In quella circolare il Direttore afferma – tra l’altro non si sa bene in base a quale legge dello Stato – che ‘in nessun caso deve essere dato spazio ad associazioni, enti o persone per sostenere cause di parte’. Ci viene il dubbio se le ‘cause di parte’ cui il Direttore si riferisca siano quelle del NO. Tra l’altro, le scuole non avevano certo bisogno di questo intervento dell’Usr per svolgere a pieno il loro ruolo educativo e permettere alle studentesse e agli studenti di acquisire informazioni e consapevolezza sul tema.

Noi saremo sempre a fianco delle scuole, dei dirigenti, dei lavoratori, degli studenti e delle famiglie per garantire il rispetto dell’autonomia e della libertà d’insegnamento".

“In merito alle recenti notizie riguardanti la governance dell’Educandato Statale della Santissima Annunziata di Poggio Imperiale di Firenze, si ritiene doveroso esprimere un sentito riconoscimento per il lavoro svolto dal Presidente Fiorenza nel corso del suo mandato. Durante la sua presidenza, l’Educandato ha consolidato il proprio ruolo di eccellenza nel panorama formativo cittadino e nazionale, rafforzando l’identità storica dell’istituzione e promuovendo al contempo innovazione didattica, apertura internazionale e dialogo con il territorio.
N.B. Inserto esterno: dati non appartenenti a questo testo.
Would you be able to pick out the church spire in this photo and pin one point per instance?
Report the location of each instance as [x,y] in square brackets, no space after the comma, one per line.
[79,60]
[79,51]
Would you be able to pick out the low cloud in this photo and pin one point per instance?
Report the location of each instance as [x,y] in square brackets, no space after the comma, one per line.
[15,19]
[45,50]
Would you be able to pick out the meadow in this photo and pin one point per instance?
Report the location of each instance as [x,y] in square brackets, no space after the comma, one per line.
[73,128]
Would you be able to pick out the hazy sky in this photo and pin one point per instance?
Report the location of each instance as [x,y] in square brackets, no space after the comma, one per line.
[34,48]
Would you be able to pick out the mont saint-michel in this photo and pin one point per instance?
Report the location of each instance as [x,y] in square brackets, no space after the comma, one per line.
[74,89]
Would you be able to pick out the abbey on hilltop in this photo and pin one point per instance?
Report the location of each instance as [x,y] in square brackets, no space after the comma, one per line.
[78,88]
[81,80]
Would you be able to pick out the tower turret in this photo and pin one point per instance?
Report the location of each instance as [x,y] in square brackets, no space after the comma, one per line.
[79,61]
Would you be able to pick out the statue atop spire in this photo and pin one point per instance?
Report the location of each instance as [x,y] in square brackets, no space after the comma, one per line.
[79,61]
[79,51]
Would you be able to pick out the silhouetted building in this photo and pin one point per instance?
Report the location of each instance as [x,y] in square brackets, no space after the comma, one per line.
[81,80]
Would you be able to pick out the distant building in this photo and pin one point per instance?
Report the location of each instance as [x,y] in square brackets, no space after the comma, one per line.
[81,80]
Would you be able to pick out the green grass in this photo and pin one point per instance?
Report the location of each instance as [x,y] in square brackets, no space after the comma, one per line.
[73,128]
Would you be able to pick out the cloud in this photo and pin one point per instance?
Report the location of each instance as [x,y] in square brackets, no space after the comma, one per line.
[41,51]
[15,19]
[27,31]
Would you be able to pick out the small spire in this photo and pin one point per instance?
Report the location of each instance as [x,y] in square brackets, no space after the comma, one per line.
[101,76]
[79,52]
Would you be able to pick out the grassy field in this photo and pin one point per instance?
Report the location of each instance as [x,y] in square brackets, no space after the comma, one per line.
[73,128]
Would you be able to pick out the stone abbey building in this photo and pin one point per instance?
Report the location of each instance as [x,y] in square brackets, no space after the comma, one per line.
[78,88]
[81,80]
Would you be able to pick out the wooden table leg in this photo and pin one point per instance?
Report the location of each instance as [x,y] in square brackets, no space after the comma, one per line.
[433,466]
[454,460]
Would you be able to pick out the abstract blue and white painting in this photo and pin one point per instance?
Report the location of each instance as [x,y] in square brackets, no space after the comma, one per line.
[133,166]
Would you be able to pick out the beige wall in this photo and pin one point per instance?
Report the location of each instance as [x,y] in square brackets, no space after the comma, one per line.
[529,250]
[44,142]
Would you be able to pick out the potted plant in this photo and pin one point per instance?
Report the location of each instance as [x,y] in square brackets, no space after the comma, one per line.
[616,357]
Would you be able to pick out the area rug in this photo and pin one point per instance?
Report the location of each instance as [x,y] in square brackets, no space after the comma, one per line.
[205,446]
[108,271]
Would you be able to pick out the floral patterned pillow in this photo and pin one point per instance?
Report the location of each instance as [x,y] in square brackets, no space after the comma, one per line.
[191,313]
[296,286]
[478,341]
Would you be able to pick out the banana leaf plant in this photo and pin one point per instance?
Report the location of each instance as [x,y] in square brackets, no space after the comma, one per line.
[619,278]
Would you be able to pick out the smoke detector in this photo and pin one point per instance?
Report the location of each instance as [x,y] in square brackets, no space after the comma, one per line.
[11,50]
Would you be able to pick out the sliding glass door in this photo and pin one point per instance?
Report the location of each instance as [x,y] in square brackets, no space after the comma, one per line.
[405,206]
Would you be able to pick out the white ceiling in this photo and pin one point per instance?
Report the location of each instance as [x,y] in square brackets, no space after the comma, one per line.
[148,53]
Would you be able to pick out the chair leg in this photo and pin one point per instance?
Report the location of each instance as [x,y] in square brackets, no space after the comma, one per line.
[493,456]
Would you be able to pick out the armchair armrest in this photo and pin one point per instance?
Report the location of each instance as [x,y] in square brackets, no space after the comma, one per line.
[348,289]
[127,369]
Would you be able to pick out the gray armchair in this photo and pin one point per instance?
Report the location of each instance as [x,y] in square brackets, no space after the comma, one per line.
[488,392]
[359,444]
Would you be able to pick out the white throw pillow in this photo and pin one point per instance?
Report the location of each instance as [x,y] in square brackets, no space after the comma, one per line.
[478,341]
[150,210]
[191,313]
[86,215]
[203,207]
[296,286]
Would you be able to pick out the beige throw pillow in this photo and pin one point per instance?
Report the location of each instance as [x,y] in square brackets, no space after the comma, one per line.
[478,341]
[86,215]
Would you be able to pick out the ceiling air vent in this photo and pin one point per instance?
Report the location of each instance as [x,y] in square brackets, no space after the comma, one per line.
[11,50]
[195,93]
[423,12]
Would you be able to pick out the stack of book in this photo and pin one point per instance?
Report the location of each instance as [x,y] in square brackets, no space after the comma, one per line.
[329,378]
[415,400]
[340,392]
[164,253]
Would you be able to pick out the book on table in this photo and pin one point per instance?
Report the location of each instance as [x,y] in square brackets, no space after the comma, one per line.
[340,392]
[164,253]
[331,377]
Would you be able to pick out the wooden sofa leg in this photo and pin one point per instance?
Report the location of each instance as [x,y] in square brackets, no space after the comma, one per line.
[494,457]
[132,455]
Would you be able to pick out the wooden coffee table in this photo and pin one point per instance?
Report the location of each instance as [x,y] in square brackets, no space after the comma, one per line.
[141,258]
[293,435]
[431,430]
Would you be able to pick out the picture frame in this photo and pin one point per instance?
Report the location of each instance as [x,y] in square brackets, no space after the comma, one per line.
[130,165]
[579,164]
Il Presidente Fiorenza ha operato con equilibrio, competenza e spirito di servizio, garantendo stabilità istituzionale e attenzione costante alla qualità dell’offerta educativa.

Proprio alla luce dei risultati raggiunti, desta preoccupazione la scelta relativa alla nuova nomina alla presidenza. In una fase delicata per il mondo dell’istruzione, caratterizzata da sfide complesse e dalla necessità di continuità progettuale, sarebbe auspicabile una decisione orientata alla valorizzazione dell’esperienza maturata e alla tutela del percorso intrapreso.

L’Educandato rappresenta una realtà di alto profilo storico e culturale, patrimonio non solo della comunità scolastica ma dell’intera città. Per questo motivo, ogni decisione che ne riguarda la guida dovrebbe essere improntata alla massima attenzione, trasparenza e responsabilità, al fine di salvaguardare i risultati ottenuti e garantire un futuro all’altezza della sua tradizione, proprio come è stato interpretato in questi anni dal Dottor Fiorenza che ha aperto l'Istituto, con tantissime iniziative, riconnettendolo alla città nel segno di un istituto Statale e non di un collegio d'élite. Si confida che le istituzioni competenti vogliano considerare con sensibilità e lungimiranza le istanze della comunità educante, nell’interesse primario degli studenti e del prestigio dell’Istituto” dichiarano il capogruppo del Partito Democratico Luca Milani e la presidente della Commissione istruzione, formazione e lavoro Beatrice Barbieri.